Contrariando a imagem de “monstro” atribuída ao seu pai, Oruam, cujo nome de batismo é Mauro Davi dos Santos Nepomuceno, defendeu a figura paterna com veemência. “Dizem que ele é o líder, mas ele nem é. Quando ele foi preso, tinha 19, 20 anos. Não tem como ele ser esse monstro que a sociedade pinta. Ele foi um ótimo pai, um exemplo, o meu tudo. Ele tentou nos proteger da favela, nos afastar do morro, para que não desejássemos aquela vida”, revelou.

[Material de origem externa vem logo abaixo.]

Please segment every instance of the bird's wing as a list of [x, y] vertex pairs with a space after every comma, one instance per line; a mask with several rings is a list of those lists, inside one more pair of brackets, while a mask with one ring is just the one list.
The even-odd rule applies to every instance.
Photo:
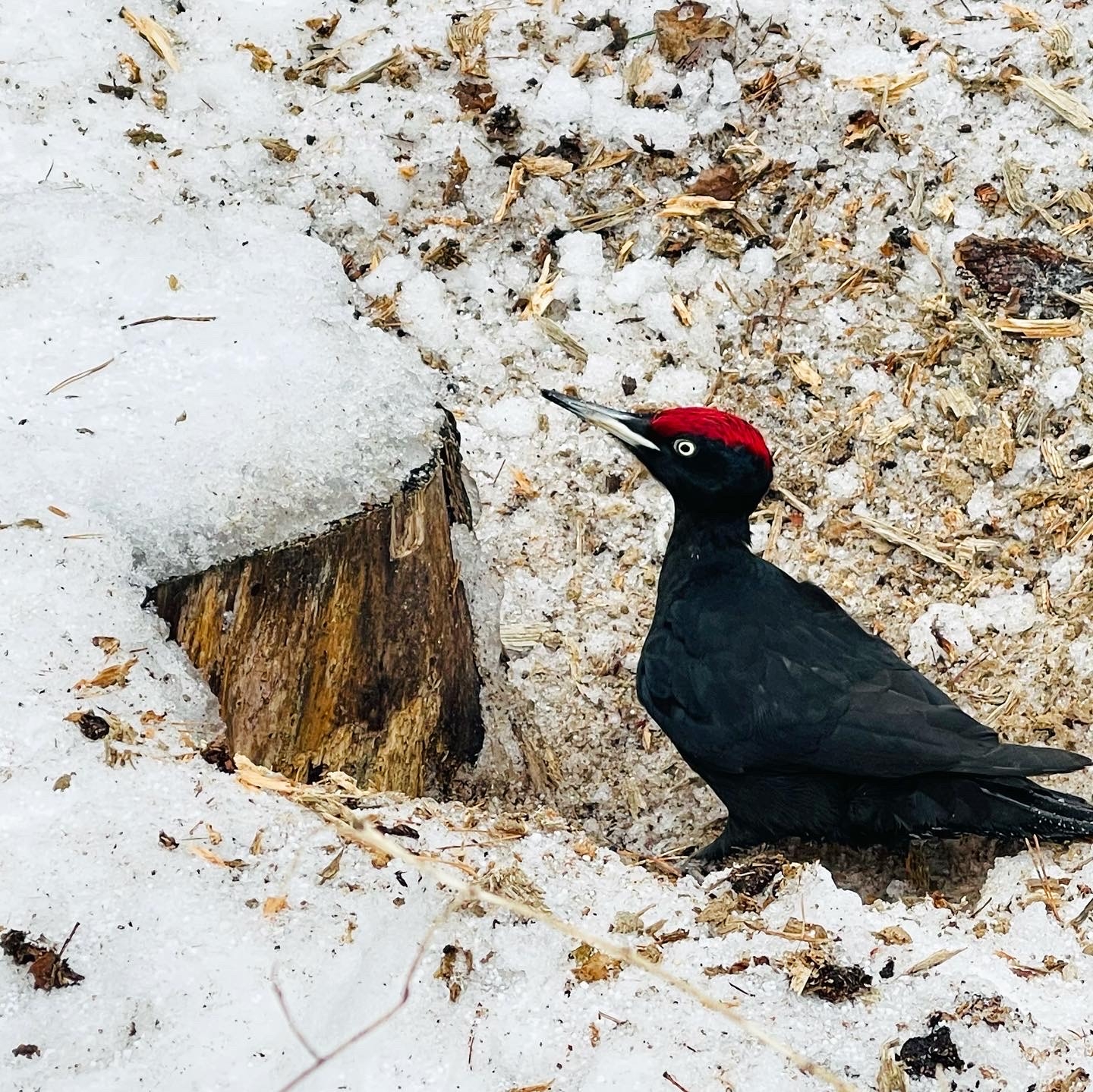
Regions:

O rapper, que recentemente causou polêmica ao usar uma camisa com o rosto do pai em um show, enfatizou que suas conquistas são fruto do próprio trabalho e dos ensinamentos de Marcinho VP. “Eu não escolhi o pai que tenho, mas se pudesse escolher, seria ele. Tudo que conquistei foi com a minha música, porque eu não tinha nada antes. Meu pai me ensinou o caminho certo: ‘Filho, trabalhe, estude, seja honesto e humilde’. Ir ao show com a foto dele é sobre ser o meu pai!”, declarou.
Oruam, que superou as expectativas e conquistou o Brasil apesar da sombra do pai, usou a entrevista para expressar sua visão crítica sobre a realidade das favelas e a falta de oportunidades. “O Brasil é funk, rap, pagode, samba, é o povão. Eu canto a realidade das favelas: a pobreza, a desigualdade. Enquanto o último não vencer, eu também não venci. Sou um contestador. Vim falar o que penso pelos favelados. Se os presos não têm voz, se meu pai não tem voz, vou fazer uma música para eles”, finalizou.